É evidente que a polícia inventa factos para desprestigiar as pessoas que perseguia. No caso do cónego, isso parece mais que evidente. Mas há coisas que mesmo que não se confirmem, não vale a pena fugir delas, mesmo quando as apresentemos mantendo a dúvida de que não pode ser confirmada. Por exemplo, nas pesquisas do segundo livro encontrei coisas relativas ao cónego que não tinha encontrado na primeira vez. Ou seja, há muita informação cuja conjugação resulta de pastas de arquivo completamente distintas umas das outras. O meu mérito nestes livros é o de conciliar fontes diversas para se obter a confirmação de um facto. Há autores portugueses recentes que escreveram sobre o 4 de Fevereiro e que dizem completos disparates, exactamente por não terem feito um trabalho de investigação saturado.Há muito da História de Angola por se estudar em Portugal, oxalá alguém um dia se dedique a estudar com muita atenção e paciência.

 

Tem mais algum livro por escrever sobre Angola?

Não está nada preparado para um novo livro. Eu já tenho uma idade que me permite querer estar mais sossegado do que quando escrevi esses dois livros. Este último significou dois anos da minha vida a frequentar a Torre do Tombo.

 

Hoje, num tempo que alguns apontam por pós-moderno, quais os grandes entraves da história e a sua utilidade?

Espero que se aborde estes temas com a mesma independência com que eu os abordei, sem tabus, preconceito ou juízos prévios, com uma atitude de humildade diante das informações que se recolhe dos arquivos. Ser crítico, mas não ignorando por preconceito ou outra atitude menos saudável. A história só ganha com uma atitude livre e independente, e não a preguiça que a leitura apressada de meia dúzia de papéis proporciona. 

"O Cónego Manuel das Neves         Um Nacionalista Angolano         (Ensaio de Biografia Política)”

Considerado como uma figura relevante da história de Angola, o cónego Manuel das Neves notabilizou-se pela rara coragem com que inscreveu o seu nome nas lutas de independência desse país. Indignado com as iniquidades e prepotências exercidas sobre o seu povo, começou por as denunciar do alto do seu púlpito, mas foi sobretudo na condição de vogal efectivo do Conselho do Governo da colónia, lugar que ocupou em 1945, que a sua voz se levantou com mais ímpeto. Mais tarde, não hesitou em inspirar a "rebelião de 1961” e apoiar as actividades da UPA, por achar que mais do que padre tinha a obrigação de defender um povo oprimido. Essa tão difícil decisão, entre o dever eclesiástico e a luta pela independência de Angola, valeu-lhe naturalmente a prisão e a reclusão até ao fim dos seus dias.

 

"Lutem Até Alcançarem a Liberdade”

A rebelião de 4 de Fevereiro de 1961, ocorrida em Luanda, tem sido olhada de modo superficial e algo tendencioso por quem sobre ela se tem debruçado.
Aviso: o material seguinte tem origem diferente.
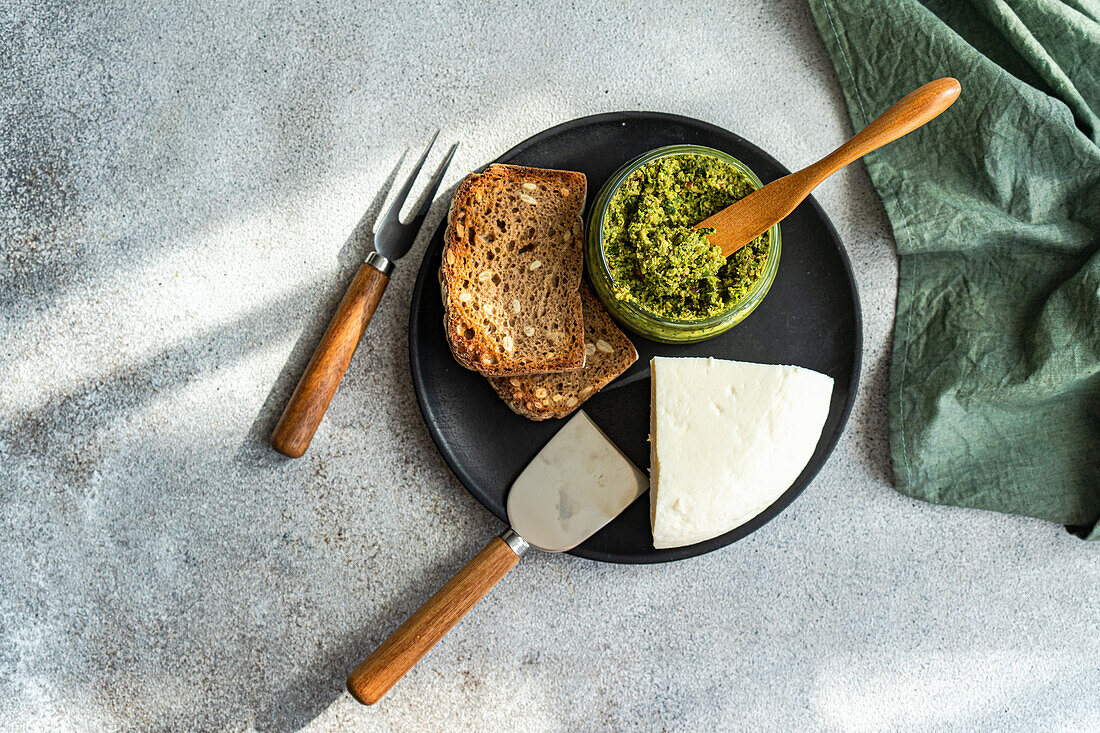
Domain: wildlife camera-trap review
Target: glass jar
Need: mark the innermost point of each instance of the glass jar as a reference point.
(633, 315)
Pelo espírito independentista que a animou, tornou-se também objecto de disputa política, havendo quem reclame a sua paternidade, como é caso do MPLA, e quem a atribua a um outro agrupamento político então designado por UPA.

Neste estudo aprofundado, com sustentação em documentos irrefutáveis colhidos em importantes arquivos, procura o autor dar uma visão mais ampla e pormenorizada do que foi essa rebelião e de quem nela participou verdadeiramente. A obra inclui um prefácio do Professor Helder Adegar Fonseca, docente na Universidade de Évora, e uma extensa lista dos intervenientes na preparação e execução dos assaltos.

 

Perfil: José Manuel da Silveira Lopes

Licenciou-se em História, pela Faculdade de Letras de Lisboa, em 1969. Elaborou e apresentou então, sob a orientação do Prof. Jorge Borges de Macedo, uma dissertação sobre história medieval de Portugal. Esteve ligado a projectos de investigação, em colaboração com os Professores A. H. Oliveira Marques e Vitorino Magalhães Godinho.

Recentemente, dedicou-se ao estudo e divulgação de temas da História de Angola, mormente no que diz respeito aos acontecimentos independentistas em que participaram o clero católico nativo e as missões protestantes, resultando nos livros "O Cónego Manuel das Neves – Um Nacionalista Angolano (Ensaio de Biografia Política)” e "Lutem Até Alcançarem a Liberdade”, ambos centrados na epopeia sobre a Independência de Angola.